-
Notifications
You must be signed in to change notification settings - Fork 4.1k
stability: Rebalances must be atomic #12768
Description
Consider a deployment with three datacenters (and a replication configuration that places one replica of each range in each DC). During a rebalance, a range that normally requires a quorum of 2/3 will briefly change to a configuration with a 3/4 quorum and two replicas in one DC. If that DC (or the network) fails before the fourth replica is removed, the range becomes unavailable (If rebalancing downreplicated before upreplicating, then the intermediate state would have a quorum of 2/2 and a failure of either datacenter would lead to unavailability and much harder recovery).
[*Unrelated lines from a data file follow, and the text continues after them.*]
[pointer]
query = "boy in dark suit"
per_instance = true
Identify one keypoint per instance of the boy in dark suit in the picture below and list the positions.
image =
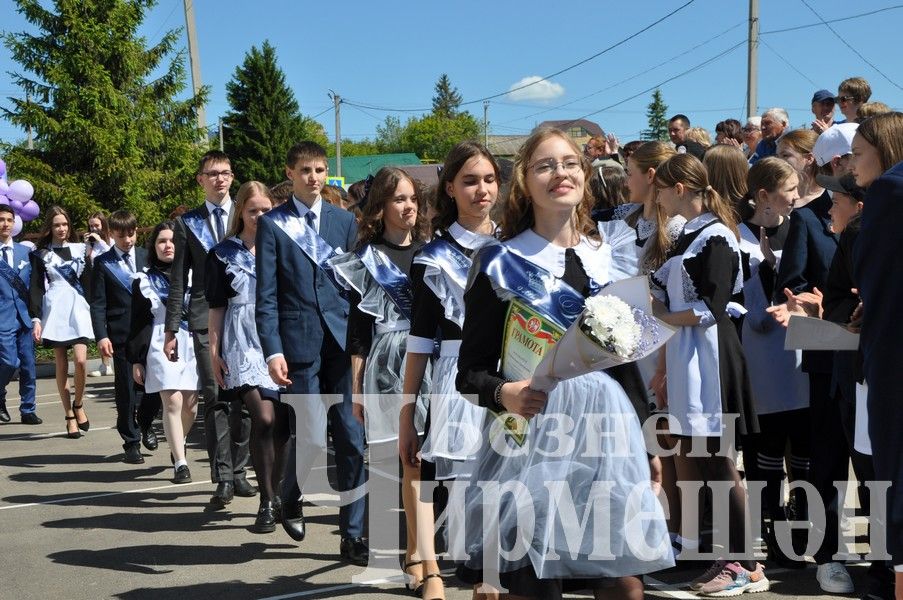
(111, 304)
(302, 322)
(16, 342)
(227, 424)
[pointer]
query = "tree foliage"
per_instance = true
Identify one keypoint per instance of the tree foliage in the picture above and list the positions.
(264, 120)
(109, 132)
(657, 117)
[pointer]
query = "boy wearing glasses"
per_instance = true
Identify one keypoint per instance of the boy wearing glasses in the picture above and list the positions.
(195, 233)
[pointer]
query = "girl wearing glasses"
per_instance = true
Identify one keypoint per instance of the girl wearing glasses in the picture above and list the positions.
(551, 259)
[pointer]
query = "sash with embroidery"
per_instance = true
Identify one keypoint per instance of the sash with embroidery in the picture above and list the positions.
(448, 258)
(119, 273)
(63, 268)
(311, 244)
(389, 277)
(159, 282)
(198, 226)
(233, 252)
(12, 278)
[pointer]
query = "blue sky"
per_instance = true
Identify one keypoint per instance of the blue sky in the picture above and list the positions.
(389, 55)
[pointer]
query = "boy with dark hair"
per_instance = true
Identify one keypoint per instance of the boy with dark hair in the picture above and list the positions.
(16, 342)
(302, 322)
(227, 424)
(111, 312)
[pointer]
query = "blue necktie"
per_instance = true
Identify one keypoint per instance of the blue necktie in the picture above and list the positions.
(220, 225)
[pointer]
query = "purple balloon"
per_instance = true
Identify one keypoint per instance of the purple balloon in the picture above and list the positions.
(20, 190)
(29, 210)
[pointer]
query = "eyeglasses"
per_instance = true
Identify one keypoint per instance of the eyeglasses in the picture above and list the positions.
(571, 164)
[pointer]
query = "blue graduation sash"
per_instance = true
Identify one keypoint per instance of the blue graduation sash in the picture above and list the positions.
(64, 269)
(448, 258)
(232, 252)
(389, 277)
(160, 284)
(311, 244)
(114, 266)
(198, 226)
(12, 278)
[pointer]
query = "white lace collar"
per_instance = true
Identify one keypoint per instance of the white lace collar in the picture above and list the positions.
(469, 239)
(595, 256)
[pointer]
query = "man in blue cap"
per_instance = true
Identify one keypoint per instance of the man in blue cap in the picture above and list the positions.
(823, 109)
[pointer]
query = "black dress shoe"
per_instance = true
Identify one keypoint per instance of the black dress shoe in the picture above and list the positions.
(266, 518)
(223, 494)
(31, 419)
(355, 551)
(149, 439)
(244, 489)
(293, 520)
(133, 455)
(183, 475)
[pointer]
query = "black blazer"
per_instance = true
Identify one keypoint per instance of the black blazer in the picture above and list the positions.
(111, 303)
(190, 256)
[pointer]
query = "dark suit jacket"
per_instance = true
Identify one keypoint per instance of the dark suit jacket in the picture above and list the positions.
(879, 272)
(13, 310)
(190, 256)
(111, 303)
(296, 302)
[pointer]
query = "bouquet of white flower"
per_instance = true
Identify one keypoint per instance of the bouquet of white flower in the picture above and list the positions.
(616, 327)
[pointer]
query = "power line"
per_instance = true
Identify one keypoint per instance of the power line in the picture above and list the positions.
(838, 20)
(541, 79)
(632, 77)
(845, 43)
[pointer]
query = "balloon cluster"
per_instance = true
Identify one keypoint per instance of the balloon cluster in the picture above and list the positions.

While the window is fairly small, there is a risk that an ill-timed DC failure could make one or more ranges unavailable for the duration.
The most general solution to this problem is to implement "joint consensus", the original raft membership change proposal (it is described in the original raft paper and in section 4.3 of Diego's dissertation). Etcd implements a much simpler membership change protocol which has the limitation that only one change can be made at a time (leading to the brief exposure of the intermediate 3/4 state). Joint consensus would let us make these rebalancing changes atomically.
We might also be able to mitigate the problem by using ideas from Flexible Paxos. Flexible Paxos shows that committing entries can be done with a bare majority of nodes, so as long as the leader is not in the failed datacenter the removal of the fourth node can be completed while the DC is down and the range is restored to its 2/3 state. However, if the leader were in the failed DC then the two surviving ones would be unable to make progress since they would have to assume that the former leader is still making progress on the other side of its partition. I'm not sure if there's a full solution here or not.
Running with a higher replication factor (5 replicas in 3 DCs) could also mitigate the problem if the rebalancer were aware of it (so when the range goes from 3/5 to 4/6, those six replicas are guaranteed to be two per DC). This might be a quick fix to prevent this problem from striking a critical system range. Running with more DCs than replicas (3 replicas in 4 DCs, so you never need to place two replicas in the same DC) also avoids this problem without increasing storage costs, but it has the significant downside that all rebalancing must happen over the more expensive inter-DC links.